Ana Maria Nusdeo constata que a tendência de todas as legislações nos países e estados que foram pesquisados é de que a caminhada se direciona a um sentido de aumento da proteção ambiental, pois os países começaram a assumir obrigações internacionais e adquriram conscientização sobre o meio ambiente.

Segundo ela, caso o Brasil tome um rumo oposto ao da maioria dos países, haverá uma profunda insegurança jurídica quanto à inconstitucionalidade da mudança da legislação. “As demais legislações tendem a restringir progressivamente as possibilidade de conversão de novas áreas de exploração econômica. Exatamente o contrário do que o Brasil vem propondo (no atual debate de revisão do Código Florestal)”, finaliza a advogada.

Polêmicas e embates

A polêmica sobre as mudanças do Código Florestal Brasileiro começaram desde que foram propostas. A pressão dos ruralistas é pela revisão da Lei 4.771 de 1965, que define regras para preservação ambiental no país em propriedades rurais e áreas urbanas (embora o debate sobre as cidades tenha ficado de lado). Pela legislação em vigor, parcelas das propriedades rurais precisam permanecer livres de desmatamento.
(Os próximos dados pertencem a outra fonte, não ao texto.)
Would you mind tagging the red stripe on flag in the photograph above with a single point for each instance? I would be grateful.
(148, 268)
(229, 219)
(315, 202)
Os ruralistas defendem a redução das áreas de preservação permanente (APPs), um dos principais mecanismos de controle de desmatamento. Perto de margens de rios, topos de morro e encostas, a vegetação original precisa ser mantida para evitar acelerar a erosão e desbarrancamentos, entre outros problemas ambientais. Eles criticam também outro instrumento do código, as reservas legais – parcela da mata nativa que precisa obrigatoriamente ser preservada dentro das propriedades rurais.

No discurso em defesa da revisão, há argumentos relacionados à necessidade de mais terra para produção de alimentos, e a posição do Brasil como grande exportador de commodities – matérias-primas de origem agrícola e mineral cotadas em mercados internacionais, como açúcar, soja etc.
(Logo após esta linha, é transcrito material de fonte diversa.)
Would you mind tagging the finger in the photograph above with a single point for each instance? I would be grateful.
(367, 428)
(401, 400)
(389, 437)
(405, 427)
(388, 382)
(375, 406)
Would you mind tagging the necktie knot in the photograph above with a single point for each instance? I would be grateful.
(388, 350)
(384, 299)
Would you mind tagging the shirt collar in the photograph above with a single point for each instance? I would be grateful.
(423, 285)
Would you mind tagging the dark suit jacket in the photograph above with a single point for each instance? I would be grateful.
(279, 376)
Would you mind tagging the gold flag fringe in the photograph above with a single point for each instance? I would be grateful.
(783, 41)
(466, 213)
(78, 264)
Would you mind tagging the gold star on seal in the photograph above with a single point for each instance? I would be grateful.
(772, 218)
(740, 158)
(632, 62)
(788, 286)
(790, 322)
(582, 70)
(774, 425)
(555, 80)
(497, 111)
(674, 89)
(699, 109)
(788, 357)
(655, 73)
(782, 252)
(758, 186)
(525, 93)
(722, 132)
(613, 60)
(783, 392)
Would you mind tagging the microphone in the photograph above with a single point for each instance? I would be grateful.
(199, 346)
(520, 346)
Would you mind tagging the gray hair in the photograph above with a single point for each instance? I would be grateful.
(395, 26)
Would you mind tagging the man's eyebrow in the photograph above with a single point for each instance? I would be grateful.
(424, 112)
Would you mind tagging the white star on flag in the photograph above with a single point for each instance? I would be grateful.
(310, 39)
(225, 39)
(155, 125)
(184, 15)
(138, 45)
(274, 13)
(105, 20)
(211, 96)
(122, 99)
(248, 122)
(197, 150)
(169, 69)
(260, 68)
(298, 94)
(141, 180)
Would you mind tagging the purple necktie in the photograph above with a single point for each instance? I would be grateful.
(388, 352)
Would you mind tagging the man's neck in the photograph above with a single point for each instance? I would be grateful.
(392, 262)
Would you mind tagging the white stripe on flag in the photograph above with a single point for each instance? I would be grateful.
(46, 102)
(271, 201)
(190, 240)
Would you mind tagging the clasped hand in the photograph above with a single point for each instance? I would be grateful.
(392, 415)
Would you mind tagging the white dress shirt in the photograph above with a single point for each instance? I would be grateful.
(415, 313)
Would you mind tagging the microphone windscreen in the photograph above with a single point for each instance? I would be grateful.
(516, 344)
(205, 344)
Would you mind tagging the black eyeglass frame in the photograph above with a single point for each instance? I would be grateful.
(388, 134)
A pressa ruralista decorre de um decreto assinado pelo ex-presidente Luiz Inácio Lula da Silva, e adiado por quatro vezes, que prevê multas e restrições a crédito no Banco do Brasil a agricultores que descumprirem a legislação em vigor.

Ambientalistas enxergam na investida uma forma de aumentar o desmatamento. Estudos da comunidade científica sustentam a visão e sugerem mais calma ao debate, para que se evitem equívocos que provoquem devastação irreversível.